Me levanto e encaro seu rosto, ficando chocada com o que via.

— Você ficou sem graça! — exclamo, apontando pra ele. — Pelos Deuses, eu deixei o maior tagarela da reserva sem palavras!

Seth fica ainda mais sem graça.

— Só não estava esperando uma declaração agora!

Cruzo os braços.

— Não foi uma declaração.

— Foi sim — ele insiste.

Dessa vez quem fica sem graça sou eu.

Volto a deitar no seu peito e deixo seus braços me envolverem, feliz por não ter que olhar em seu rosto agora. O que sinto é totalmente novo e completamente avassalador, me deixa perdida, nunca quis tanto estar com alguém como quero estar com ele.

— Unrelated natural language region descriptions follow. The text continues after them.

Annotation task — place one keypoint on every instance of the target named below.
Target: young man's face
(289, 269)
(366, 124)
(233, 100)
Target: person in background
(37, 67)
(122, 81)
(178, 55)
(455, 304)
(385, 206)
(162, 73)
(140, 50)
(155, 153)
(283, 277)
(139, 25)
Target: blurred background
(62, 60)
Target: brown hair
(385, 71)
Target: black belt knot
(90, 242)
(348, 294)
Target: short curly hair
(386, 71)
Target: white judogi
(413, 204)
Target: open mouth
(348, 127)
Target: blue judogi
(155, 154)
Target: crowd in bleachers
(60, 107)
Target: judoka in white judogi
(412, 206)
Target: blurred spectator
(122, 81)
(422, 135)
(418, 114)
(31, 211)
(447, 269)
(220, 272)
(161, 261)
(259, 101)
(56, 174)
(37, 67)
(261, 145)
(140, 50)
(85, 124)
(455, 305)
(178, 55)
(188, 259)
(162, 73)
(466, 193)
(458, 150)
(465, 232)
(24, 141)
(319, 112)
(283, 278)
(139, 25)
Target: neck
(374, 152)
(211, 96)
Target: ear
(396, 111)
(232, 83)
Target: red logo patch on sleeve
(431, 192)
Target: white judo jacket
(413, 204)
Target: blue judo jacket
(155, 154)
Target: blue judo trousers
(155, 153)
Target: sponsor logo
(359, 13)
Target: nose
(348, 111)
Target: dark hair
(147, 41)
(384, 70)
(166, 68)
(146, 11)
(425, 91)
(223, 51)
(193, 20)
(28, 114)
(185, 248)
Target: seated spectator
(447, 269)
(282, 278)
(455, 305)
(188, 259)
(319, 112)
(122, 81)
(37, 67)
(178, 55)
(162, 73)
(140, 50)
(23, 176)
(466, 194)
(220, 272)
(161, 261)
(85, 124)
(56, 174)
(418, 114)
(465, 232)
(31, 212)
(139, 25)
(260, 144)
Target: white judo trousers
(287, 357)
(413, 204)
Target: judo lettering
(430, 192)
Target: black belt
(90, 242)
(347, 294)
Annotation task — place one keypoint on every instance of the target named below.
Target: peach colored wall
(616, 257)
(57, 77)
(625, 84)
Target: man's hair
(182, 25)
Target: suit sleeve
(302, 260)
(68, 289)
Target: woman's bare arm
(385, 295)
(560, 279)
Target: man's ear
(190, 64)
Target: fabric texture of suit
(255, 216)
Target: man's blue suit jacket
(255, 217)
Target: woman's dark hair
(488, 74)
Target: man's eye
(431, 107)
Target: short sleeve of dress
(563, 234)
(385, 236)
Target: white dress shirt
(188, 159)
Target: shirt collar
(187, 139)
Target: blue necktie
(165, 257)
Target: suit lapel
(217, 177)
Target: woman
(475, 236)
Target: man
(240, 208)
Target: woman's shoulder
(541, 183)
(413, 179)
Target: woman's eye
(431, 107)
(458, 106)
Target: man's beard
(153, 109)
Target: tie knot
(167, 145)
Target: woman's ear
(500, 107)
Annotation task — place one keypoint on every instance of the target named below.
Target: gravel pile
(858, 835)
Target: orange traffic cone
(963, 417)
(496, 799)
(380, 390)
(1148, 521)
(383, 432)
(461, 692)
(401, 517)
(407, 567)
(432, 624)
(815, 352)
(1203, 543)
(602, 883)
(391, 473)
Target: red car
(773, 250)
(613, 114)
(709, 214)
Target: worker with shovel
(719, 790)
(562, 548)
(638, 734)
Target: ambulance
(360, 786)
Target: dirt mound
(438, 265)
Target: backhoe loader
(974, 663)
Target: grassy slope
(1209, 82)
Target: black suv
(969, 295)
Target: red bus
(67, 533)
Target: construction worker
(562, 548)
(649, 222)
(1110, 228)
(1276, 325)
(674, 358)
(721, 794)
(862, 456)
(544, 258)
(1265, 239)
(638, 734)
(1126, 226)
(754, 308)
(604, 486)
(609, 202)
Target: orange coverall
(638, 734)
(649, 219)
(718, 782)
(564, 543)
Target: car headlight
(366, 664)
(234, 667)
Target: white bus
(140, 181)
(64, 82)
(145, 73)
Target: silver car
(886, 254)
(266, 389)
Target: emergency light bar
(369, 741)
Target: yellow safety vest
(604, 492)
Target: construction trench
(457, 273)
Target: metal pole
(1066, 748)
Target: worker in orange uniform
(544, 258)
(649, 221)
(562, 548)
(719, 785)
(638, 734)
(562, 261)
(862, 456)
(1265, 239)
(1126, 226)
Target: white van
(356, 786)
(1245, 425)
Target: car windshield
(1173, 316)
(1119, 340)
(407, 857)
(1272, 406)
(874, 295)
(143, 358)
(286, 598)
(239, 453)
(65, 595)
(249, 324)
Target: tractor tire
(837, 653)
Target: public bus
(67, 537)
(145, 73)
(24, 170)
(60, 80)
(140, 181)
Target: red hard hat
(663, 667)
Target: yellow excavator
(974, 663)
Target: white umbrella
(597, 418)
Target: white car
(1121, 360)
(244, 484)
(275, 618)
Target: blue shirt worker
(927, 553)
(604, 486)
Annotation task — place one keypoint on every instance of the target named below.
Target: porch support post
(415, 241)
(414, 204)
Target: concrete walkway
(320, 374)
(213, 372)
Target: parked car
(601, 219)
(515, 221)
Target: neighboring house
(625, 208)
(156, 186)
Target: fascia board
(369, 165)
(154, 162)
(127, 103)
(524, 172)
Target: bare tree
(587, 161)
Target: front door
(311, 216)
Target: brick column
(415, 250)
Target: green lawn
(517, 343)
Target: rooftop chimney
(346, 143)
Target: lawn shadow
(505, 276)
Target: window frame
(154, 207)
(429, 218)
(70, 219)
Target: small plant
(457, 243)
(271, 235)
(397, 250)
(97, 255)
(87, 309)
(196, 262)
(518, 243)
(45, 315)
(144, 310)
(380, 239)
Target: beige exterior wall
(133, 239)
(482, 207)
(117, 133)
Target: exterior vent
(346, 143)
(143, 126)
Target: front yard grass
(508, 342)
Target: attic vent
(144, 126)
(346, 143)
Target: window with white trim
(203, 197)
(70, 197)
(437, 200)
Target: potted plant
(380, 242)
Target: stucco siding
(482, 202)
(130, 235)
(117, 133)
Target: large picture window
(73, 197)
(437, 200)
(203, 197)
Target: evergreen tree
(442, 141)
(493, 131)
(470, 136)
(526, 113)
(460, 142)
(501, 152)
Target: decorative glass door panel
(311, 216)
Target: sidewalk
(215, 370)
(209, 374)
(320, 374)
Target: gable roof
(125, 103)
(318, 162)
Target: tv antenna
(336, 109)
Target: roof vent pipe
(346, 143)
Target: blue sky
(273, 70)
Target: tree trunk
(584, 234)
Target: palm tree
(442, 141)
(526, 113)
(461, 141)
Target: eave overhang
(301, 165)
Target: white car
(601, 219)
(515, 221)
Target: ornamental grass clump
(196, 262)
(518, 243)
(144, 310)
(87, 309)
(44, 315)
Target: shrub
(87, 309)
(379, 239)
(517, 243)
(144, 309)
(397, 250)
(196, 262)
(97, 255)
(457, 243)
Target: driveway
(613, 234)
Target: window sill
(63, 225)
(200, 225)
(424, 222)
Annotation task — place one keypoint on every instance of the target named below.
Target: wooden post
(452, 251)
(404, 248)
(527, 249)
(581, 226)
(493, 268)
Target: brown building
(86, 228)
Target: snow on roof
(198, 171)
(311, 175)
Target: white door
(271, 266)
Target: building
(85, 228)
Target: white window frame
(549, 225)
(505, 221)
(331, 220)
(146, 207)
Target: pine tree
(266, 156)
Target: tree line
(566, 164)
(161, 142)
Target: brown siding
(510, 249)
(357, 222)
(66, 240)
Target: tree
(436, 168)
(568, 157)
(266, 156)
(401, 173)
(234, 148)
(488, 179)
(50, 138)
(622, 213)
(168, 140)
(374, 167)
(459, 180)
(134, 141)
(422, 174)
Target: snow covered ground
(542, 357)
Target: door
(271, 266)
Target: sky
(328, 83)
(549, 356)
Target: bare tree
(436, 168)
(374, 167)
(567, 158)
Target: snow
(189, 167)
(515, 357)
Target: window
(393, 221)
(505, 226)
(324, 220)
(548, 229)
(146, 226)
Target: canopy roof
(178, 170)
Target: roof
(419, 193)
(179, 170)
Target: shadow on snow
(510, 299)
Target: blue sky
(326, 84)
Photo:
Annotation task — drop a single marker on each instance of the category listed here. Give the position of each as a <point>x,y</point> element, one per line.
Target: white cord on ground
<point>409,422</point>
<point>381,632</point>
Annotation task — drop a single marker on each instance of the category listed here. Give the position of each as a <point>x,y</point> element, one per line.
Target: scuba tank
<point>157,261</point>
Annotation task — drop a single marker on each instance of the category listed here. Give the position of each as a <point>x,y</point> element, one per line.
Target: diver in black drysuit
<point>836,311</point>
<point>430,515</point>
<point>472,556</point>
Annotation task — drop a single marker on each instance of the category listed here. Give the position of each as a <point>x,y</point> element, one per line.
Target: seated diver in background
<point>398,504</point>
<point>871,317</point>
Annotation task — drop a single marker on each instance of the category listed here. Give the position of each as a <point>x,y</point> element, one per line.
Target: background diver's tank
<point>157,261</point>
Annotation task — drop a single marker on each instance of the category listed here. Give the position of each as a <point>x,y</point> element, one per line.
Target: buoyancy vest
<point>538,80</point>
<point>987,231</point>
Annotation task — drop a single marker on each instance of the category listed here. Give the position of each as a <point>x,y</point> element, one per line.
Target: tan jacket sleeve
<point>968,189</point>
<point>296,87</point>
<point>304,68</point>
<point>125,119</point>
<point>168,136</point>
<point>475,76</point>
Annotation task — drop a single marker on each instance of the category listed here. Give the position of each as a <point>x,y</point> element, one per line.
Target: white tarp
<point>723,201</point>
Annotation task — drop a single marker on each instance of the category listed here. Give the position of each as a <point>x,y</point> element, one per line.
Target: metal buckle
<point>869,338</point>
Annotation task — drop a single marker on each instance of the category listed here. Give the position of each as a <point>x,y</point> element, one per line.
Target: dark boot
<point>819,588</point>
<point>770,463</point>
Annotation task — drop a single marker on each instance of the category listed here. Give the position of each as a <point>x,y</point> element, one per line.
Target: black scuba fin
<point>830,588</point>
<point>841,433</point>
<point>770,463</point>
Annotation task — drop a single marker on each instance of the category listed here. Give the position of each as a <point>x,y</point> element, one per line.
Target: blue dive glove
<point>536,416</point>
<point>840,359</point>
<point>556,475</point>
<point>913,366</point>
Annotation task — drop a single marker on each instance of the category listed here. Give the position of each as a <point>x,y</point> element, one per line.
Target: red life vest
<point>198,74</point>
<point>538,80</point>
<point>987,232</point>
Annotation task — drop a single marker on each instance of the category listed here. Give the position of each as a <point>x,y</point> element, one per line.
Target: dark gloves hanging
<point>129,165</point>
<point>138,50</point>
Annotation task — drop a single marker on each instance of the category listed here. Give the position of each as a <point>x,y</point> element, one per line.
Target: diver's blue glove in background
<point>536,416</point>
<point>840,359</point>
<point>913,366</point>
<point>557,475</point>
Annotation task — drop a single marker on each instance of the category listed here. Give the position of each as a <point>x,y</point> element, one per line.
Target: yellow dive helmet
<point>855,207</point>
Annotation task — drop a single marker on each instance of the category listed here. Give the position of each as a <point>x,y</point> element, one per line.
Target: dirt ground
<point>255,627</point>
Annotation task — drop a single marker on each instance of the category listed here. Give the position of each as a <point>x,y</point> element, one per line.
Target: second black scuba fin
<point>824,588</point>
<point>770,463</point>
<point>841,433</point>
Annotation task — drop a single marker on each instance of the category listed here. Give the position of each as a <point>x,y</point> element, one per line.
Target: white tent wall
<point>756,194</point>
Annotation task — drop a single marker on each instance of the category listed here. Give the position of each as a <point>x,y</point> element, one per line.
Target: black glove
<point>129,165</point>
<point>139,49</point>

Mas esse é realmente o momento certo para ficarmos juntos? Quando nós e todos os que amamos estão sob ameaça?

— Sabe, acho que estamos baixando a guarda — admito, após um longo momento de silêncio.

— Como assim?

— Ficamos um tempo bastante na defensiva e evitando sair da reserva. Depois nos aventuramos pela cidade e agora diminuímos o número de rondas para somente duas por dia. Isso é pouco.

— Não podemos parar nossa vida — argumenta Seth.

Eu concordo com ele.

— Eu sei que não mas o cuidado que tomamos não é o suficiente.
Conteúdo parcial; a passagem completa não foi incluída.